Now an internationally revered violinist, Ishibashi records and tours the world with a diverse range of artists including Regina Spektor, Sondre Lerche, and the indie rock band of Montreal, which like him is now based in Athens, Georgia. He was the singer and founding member of the New York electronic rock outfit Jupiter One before launching a solo recording and performing career. Kishi Bashi, whose Musco Center appearances in recent years have earned him a devoted following, is a favorite of NPR's Tiny Desk Concert program. Bob Boilen of NPR's "All Songs Considered" said that out of some 1,300 songs previewed for All Songs Considered one year, Kishi Bashi was the one musician "we all agreed was a must-see at SXSW: He didn't disappoint." 

As with Ibashi’s previous visit to Musco Center, he was set to conduct workshops for music students and faculty in Chapman University's College of Performing Arts and show segments of his documentary, Omoiyari about the internment of Japanese-Americans during World War II. 

Omoiyari, the album and movie, ask us to imagine being forced from our home and sent to a prison camp with no trial and no promise of release simply because of the language they spoke, the shade of their skin, or the roots of their family tree. This was a reality for more than 120,000 Japanese-Americans during World War II. It is this reality that Kishi Bashi seeks to reckon with in his album and accompanying documentary, Omoiyari.    

“I didn’t want this project to be about history, but rather the importance of history, and the lessons we can learn,” he said. “I gravitated toward themes of empathy, compassion, and understanding as a way to overcome fear and intolerance. But I had trouble finding an English title for the piece. 'Omoiyari' is a Japanese word. It doesn't necessarily translate as empathy, but it refers to the idea of creating compassion towards other people by thinking about them. I think the idea of omoiyari is the single biggest thing that can help us overcome aggression and conflict.”

Davíd Garza
A third-generation Mexican-American, Davíd Garza came to Austin in the fall of 1989 on a classical guitar scholarship to the University of Texas at Austin.
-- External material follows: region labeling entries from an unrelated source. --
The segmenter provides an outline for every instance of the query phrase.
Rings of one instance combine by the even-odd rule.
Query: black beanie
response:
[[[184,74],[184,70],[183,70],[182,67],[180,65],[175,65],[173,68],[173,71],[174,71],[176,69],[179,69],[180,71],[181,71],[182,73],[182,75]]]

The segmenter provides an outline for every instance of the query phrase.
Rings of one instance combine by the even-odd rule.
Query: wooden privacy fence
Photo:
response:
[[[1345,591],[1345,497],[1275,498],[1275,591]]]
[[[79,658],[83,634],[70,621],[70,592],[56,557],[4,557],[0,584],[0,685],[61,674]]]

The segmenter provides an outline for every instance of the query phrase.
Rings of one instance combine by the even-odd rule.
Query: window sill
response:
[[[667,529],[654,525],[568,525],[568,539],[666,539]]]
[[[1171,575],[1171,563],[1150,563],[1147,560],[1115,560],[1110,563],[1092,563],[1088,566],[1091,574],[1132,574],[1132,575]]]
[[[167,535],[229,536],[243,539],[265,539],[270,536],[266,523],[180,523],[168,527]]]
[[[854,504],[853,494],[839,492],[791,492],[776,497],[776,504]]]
Since that time, he has become a local celebrity being voted second behind Stevie Ray Vaughan as Austin Musician of the Decade (Austin Chronicle) and having March 12, 2011 declared “Davíd Garza Day”.

Balancing experimental sounds with the accessible, Garza’s music draws from pop, twang, electronic, and traditional Latin sounds. He is a gifted multi-instrumentalist who writes with the heart of a poet. He is also a painter who has exhibited both in Austin and Los Angeles and serves on the SIMS Foundation, an organization that addresses the musical community’s health care needs. His arts activism also is firmly planted in his Mexican-American roots. He is a recurring participant in the Hencho En Tejas series which shines a light on Tejano culture and has been an outspoken critic about the long-running and contentious debate over immigration and the forcible separation of children and their parents at the U.S.-Mexico border. 

He has collaborated or performed with Nickel Creek, Rhett Miller, Juliana Hatfield, Alejandro Escovedo, the Revolting Cocks, Gaby Moreno, Margaret Cho, Jon Brion, Grant Lee Phillips, Jackson Brown, John Paul Jones, Los Lobos, Pearl Jam, St. Vincent, Meshell Ndegeocello, Andrew Bird, Natalia LaFourcade, Chris Thile, Ben Harper, and Fiona Apple. Most recently, Garza composed the original score for HBO film’s Running with Beto and co-produced, performed on and created the artwork for Fiona Apple’s Fetch The Bolt Cutters.


Artist, date, time, and program subject to change.